Warum wärst du gerne ein Mädchen? Das fragte Elena Senft vorigen Freitag. Ric Graf grübelt, zählt Vor- und Nachteile auf, hat prompt einen alten Song im Ohr - und antwortet ihr heute. Seine Kolumne lest ihr hier.

Ric-Mütze
Mützenmann. Unser Autor Ric Graf.Foto: Doris Spiekermann-Klaas

Eines steht fest: Ich bleibe ein Mann, außer ich komme zeit meines Lebens noch auf die Idee, mich operieren zu lassen. Das habe ich nicht vor, denn eigentlich fühle ich mich ganz wohl in meiner Haut. Obwohl es natürlich Vorteile hätte, einmal im Leben einen Tag als Frau zu verbringen: Erstens könnte ich versuchen zu verstehen, warum das zwischen Jungs und Mädchen alles so kompliziert ist, warum wir definitiv ein dauerhaftes Kommunikationsproblem haben und uns eigentlich immer erst dann klärend zusammensetzen, wenn ihr den Spruch bringt: „Wir müssen reden!“

Mascara und Make-up? Super

Natürlich hätte es auch noch andere Vorteile, diesen Test durchzuführen – und da lande ich jetzt mal schnell in der Klischeefalle. Ihr habt den Vorteil, nach einer harten Partynacht sämtliche Spuren der Nacht mit Mascara und Make-up wegzuretuschieren. Uns bleiben die Augenringe, denn die Gleichberechtigung lässt irgendwie noch keine Schminke für Jungs zu.

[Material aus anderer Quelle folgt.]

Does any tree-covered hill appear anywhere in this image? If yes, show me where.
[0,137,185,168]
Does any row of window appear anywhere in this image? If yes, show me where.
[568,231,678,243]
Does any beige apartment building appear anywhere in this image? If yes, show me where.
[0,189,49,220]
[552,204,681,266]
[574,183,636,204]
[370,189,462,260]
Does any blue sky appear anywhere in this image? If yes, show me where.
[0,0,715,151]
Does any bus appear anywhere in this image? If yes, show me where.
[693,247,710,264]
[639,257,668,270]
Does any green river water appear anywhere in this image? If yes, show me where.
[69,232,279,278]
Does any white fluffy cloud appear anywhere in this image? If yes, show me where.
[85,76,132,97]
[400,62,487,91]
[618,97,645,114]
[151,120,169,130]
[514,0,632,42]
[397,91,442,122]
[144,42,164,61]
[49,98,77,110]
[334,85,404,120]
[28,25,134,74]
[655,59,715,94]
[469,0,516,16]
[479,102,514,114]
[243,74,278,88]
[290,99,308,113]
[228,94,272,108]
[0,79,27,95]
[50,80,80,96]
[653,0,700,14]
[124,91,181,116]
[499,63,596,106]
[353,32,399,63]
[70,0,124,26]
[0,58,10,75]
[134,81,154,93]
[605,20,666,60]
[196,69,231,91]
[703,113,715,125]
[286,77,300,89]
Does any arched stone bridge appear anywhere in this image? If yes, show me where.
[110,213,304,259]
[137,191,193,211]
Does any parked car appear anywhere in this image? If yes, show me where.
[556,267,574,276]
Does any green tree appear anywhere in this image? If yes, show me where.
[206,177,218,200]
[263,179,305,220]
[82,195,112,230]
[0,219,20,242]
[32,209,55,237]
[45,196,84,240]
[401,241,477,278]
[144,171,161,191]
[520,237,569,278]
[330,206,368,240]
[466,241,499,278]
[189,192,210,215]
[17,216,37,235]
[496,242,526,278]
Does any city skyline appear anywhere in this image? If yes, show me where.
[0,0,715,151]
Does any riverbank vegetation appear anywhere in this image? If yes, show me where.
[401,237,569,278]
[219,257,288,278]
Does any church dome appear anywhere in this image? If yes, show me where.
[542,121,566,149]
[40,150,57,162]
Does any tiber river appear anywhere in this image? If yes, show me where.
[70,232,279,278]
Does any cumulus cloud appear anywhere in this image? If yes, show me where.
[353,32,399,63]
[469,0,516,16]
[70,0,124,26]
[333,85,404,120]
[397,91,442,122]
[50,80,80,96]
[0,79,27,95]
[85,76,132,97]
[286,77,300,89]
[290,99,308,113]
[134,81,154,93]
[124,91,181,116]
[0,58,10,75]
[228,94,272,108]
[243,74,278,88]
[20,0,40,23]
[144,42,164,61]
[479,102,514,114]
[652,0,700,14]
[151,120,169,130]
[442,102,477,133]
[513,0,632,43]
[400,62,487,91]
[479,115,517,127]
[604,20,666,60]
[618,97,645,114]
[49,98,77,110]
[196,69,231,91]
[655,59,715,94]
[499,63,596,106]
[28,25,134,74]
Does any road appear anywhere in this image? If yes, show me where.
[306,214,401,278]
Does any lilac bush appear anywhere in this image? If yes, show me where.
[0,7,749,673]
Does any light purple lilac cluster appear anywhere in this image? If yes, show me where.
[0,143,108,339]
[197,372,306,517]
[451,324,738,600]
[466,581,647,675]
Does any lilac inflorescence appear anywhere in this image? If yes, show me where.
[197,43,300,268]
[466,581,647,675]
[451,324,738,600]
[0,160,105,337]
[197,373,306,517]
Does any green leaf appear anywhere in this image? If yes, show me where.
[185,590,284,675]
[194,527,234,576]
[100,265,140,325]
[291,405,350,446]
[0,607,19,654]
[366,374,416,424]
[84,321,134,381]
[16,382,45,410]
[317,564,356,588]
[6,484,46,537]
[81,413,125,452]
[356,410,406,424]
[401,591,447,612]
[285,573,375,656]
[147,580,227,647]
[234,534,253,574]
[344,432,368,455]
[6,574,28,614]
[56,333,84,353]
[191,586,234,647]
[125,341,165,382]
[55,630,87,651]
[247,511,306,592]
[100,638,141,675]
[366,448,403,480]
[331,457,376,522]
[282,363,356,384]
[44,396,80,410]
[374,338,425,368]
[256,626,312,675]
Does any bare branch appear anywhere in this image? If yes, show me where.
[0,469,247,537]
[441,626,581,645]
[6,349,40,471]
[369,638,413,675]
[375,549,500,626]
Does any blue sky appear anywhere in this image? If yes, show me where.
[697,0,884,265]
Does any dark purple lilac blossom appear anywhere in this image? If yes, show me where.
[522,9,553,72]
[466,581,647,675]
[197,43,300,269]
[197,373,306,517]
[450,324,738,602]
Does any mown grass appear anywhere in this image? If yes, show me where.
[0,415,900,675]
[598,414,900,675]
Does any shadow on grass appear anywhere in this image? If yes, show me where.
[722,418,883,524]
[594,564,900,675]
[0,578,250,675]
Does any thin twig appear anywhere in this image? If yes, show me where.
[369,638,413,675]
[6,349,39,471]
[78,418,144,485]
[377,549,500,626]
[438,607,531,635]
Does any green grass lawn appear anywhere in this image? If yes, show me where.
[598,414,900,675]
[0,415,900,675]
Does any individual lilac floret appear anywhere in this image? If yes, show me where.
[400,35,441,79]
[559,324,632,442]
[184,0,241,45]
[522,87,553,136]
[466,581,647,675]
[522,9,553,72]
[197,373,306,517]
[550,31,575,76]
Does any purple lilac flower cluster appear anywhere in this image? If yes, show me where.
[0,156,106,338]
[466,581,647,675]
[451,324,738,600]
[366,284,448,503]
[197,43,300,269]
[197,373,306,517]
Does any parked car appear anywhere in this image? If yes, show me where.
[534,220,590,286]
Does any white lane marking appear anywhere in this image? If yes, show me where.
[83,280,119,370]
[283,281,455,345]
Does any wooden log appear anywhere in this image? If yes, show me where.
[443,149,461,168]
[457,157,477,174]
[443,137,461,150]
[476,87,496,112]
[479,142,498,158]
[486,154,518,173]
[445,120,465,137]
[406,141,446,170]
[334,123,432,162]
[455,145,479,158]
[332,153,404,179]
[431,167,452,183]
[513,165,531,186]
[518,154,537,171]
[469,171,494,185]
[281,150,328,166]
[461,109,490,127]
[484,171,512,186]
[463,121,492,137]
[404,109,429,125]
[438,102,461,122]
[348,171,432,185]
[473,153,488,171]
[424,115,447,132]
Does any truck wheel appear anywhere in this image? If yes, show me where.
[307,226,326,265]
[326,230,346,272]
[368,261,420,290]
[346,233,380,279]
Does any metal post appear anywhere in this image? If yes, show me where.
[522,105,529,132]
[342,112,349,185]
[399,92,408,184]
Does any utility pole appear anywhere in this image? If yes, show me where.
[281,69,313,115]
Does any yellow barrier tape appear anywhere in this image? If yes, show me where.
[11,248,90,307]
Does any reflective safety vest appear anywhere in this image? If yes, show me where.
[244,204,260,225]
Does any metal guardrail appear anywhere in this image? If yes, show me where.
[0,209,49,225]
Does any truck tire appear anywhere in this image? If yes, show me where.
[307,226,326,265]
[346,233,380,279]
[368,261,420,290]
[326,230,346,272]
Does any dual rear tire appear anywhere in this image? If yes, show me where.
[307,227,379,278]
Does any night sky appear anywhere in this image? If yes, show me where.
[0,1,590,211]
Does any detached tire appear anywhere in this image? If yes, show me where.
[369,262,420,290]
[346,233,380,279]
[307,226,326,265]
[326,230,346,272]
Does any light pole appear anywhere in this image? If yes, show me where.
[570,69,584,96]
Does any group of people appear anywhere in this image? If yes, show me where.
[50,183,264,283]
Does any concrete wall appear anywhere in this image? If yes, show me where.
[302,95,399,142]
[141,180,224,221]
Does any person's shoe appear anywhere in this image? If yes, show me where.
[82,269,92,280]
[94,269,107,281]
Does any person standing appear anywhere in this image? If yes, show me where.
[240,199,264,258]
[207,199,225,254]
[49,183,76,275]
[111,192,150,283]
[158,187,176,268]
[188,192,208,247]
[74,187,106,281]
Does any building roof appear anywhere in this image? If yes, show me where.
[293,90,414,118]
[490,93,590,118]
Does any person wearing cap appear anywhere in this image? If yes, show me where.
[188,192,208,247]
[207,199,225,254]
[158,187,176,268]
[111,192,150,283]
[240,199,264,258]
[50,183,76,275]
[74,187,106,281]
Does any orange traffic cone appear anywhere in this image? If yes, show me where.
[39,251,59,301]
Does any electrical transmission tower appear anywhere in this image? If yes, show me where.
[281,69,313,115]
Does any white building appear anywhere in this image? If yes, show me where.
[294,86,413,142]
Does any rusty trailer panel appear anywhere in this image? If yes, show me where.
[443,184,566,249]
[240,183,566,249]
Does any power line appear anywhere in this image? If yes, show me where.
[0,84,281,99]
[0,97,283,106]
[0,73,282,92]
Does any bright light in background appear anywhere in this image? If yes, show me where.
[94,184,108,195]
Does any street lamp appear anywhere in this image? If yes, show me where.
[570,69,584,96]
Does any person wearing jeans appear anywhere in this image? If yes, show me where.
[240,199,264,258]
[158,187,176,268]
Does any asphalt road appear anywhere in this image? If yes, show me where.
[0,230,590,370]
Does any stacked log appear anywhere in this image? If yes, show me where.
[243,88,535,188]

Bei schickeren Ereignissen könnt ihr anders als wir auf viele Kleider zurückgreifen. Uns bleibt der Smoking. Und es ist auch nicht peinlich, wenn ihr euch zum „Popstars“ Schauen mit euren Freundinnen verabredet. Wir können das beim Fußball, aber das interessiert mich überhaupt nicht.

Binden und Tampons? Nicht so super

Dafür müsst ihr zum Frauenarzt, um eventuell die Pille zu nehmen, habt dieses lästige Ding „die Regel“ monatlich auf dem Plan, braucht Binden oder Tampons. Da bleibe ich doch gerne Mann.

Im Prinzip ist diese Geschlechterfrage aber auch total uninteressant – für mich zumindest. Wie unterschiedlich sind denn Jungs und Mädchen wirklich? Gesellschaftlich sind wir in bestimmte Rollen-Bilder geboren, aber ich schaue dann auch lieber Popstars als Fußball. Wenn ich mich entscheiden müsste.

Aber ich bleibe halt Weihnachtsmann und werde wohl niemals Weihnachtsfee.

Elena, was wünscht du dir für 2009?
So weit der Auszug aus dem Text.